The Query Cache Release Strategy Technical Reference

Author: Ernst Bunders
Date: 2005-12-09

This software is OSI Certified Open Source Software. OSI Certified is a certification mark of the Open Source Initiative.

The license (Mozilla version 1.0) can be read at the MMBase site. See http://www.mmbase.org/license

Abstract

Technical reference for query cache release strategies

Table of Contents

1. Introduction

2. Goals

3. Architecture

3.1. BetterStrategy
3.2. ConstraintsMatchingStrategy

4. Roll your own

4.1. Creation
4.2. Deployment

5. Strategies and MMBase clusters

6. Appendix A: QueryResultCache

1. Introduction

MMBase uses a lot of caches to improve it's performance. Each time a peace of information can be retrieved from a cache some more costly operation becomes unnessecary, like reading from a database. MMBase has quite a lot of caches in use (it varies a bit from release to release), but there are principally two kinds: query result caches and all the others.
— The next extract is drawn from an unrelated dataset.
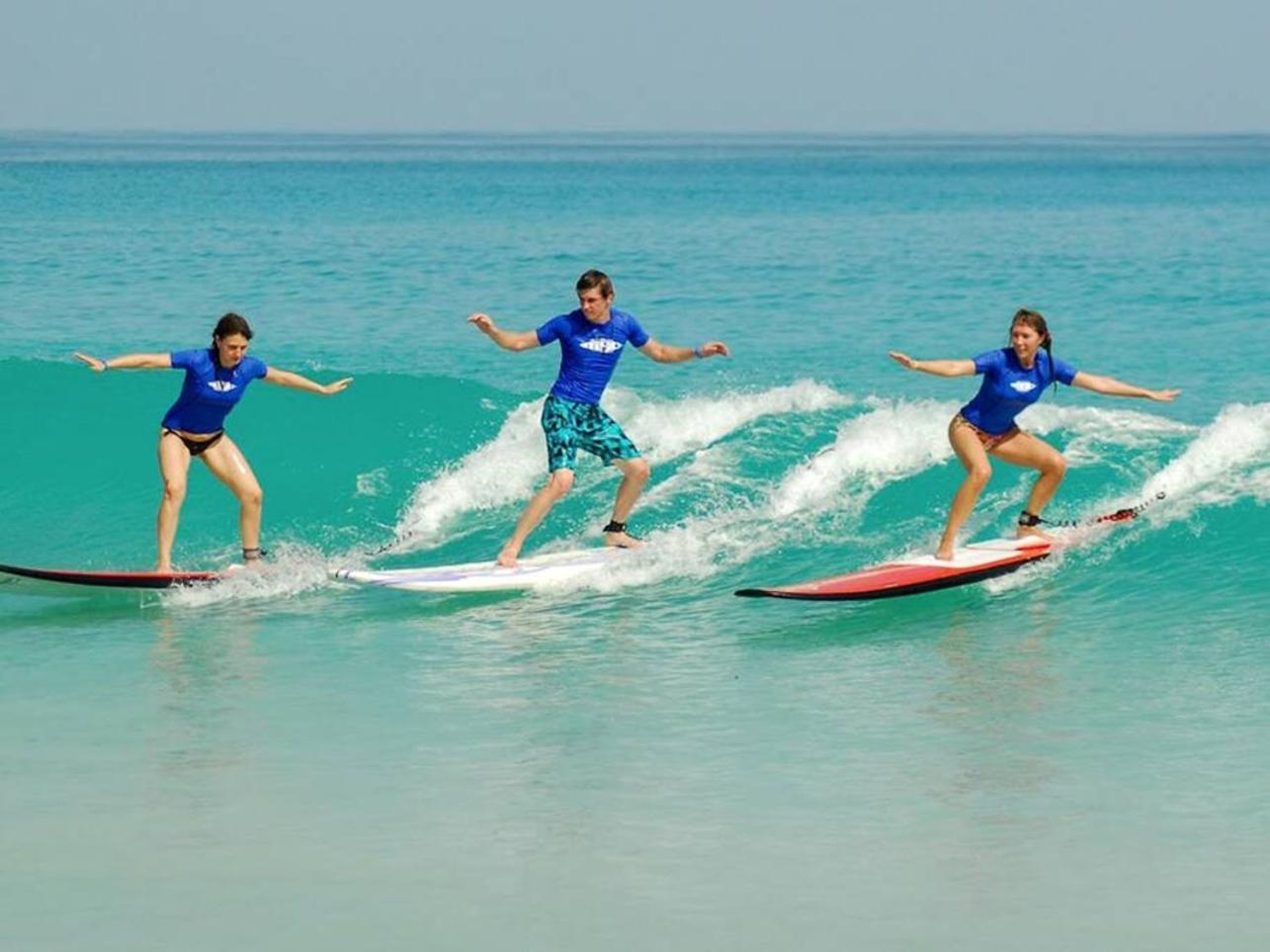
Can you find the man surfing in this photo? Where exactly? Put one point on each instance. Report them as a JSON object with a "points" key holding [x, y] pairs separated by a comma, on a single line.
{"points": [[591, 341]]}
The query result caches cache (surprise!) the result sets of various types of queries, and they are the subject of this document.

So the better these caches work, the less often expansive database reads have to be done, and the more rapidly MMBase can respond to requests. The degree to which a cache works 'well' can be seen as the degree to which a cache can keep it's information during changes in the dataset it buffers. When this data changes, the cache will somehow have to decide what the consequence of this change is for each of it's entries. So the more intelligently a cache can assess these changes, and the less often data is flushed from the cache unnecessarily, the better a cache works. For a more detailed explanation of how the MMBase query caches work see Appendix A.
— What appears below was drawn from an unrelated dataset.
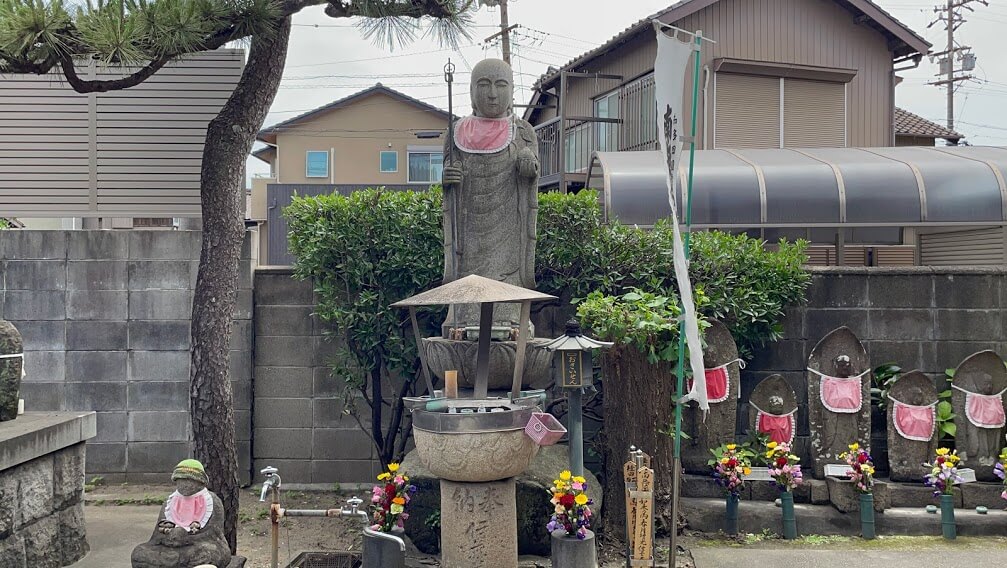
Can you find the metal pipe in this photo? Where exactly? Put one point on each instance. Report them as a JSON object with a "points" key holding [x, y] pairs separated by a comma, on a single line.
{"points": [[386, 537]]}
MMBase has a data model who's strength lies in flexibility rather than performance. Also, MMBase tends to create a lot of queries, that are system generated (read: generic) and not performance optimized. When your MMBase website begins to draw serious visitors, and for some reason nodes that are being read a lot are being updated a lot as well, and you want to show these changes right away, database load can become a serious issue, and cache performance becomes vital. For this reason it used to be so that applications like forums or even polls could be challenging against a great load with MMBase. The query caches were not able to make good judgments about what changes in the data should cause flushes on what cache entries, with far to many flushes as consequence, and far to many queries on the database, leading to poor performance. The 'query cache release strategy project' was created to address this problem.

2. Goals

In this project we actually had two goals. First we wanted to improve the query caches by making them 'smarter', so they could evaluate node and relation changes better. We were going to do that by introducing a set of rules that could analyze the events and determine if a query result set needs to be flushed on account of them.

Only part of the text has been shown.